Mendelssohn integrates the ensemble’s two string quartets with the mastery of a seasoned professional, and in the exhilarating opening movement demonstrates a command of harmonic and temporal structure unmatched by any composer of his generation.
Yet the Octet’s most remarkable novelty – and arguably Mendelssohn’s greatest gift to music – was the creation of a new kind of feather- light, quicksilver, darting scherzo (inspired by some lines from Goethe’s Faust), as revolutionary in sound as it was in technique.

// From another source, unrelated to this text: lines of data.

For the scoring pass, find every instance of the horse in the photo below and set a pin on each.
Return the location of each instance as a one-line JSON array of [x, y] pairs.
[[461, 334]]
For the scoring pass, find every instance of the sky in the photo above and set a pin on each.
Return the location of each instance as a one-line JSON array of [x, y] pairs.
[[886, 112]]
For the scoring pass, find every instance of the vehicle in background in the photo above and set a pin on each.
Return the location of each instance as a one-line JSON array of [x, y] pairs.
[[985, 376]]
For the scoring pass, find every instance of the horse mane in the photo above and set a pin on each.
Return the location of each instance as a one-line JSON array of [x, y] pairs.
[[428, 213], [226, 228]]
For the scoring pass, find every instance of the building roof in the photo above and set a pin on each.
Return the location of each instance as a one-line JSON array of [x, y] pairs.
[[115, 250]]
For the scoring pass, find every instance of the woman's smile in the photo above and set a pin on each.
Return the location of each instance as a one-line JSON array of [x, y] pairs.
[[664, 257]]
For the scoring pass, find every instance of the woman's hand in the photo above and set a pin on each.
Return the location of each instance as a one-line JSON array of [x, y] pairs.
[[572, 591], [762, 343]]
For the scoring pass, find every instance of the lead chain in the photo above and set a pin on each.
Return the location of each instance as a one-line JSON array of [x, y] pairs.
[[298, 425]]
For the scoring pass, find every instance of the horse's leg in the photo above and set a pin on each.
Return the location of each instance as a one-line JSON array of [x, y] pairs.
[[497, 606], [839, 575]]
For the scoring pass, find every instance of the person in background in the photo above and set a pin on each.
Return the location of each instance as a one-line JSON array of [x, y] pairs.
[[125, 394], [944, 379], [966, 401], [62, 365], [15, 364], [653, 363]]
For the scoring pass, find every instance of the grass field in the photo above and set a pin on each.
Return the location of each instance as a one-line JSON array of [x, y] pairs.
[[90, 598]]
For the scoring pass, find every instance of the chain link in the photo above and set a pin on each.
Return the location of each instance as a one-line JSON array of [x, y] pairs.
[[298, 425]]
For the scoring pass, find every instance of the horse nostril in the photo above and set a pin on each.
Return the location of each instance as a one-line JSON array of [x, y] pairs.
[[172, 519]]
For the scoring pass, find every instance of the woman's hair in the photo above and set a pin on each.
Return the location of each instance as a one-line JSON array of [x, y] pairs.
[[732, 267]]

Partly in order to realise the full potential of this remarkable textural innovation, a year later Mendelssohn produced his groundbreaking Overture To A Midsummer Night’s Dream, which captures the magical atmosphere of Shakespeare’s comic masterpiece with astonishing sonic precision.
Mendelssohn spent the remainder of his teenage years attempting to balance his many, wide-ranging interests. Having translated Terence’s comedy Andria from the Latin original into German, he studied aesthetics at the University of Berlin under the great German philosopher Georg Wilhelm Friedrich Hegel (1770–1831). Then on March 11, 1829, he realised a long-cherished ambition to direct the first public performance of Bach’s monumental St Matthew Passion in nearly 100 years.
At a stroke he established not only Bach’s modern reputation but also a more general fascination with the masterpieces of "olden times". It was during the preparation stages that he composed his first sacred pieces, and established a life-long penchant for radiant miniatures via his earliest songs, both with words and without (for solo piano).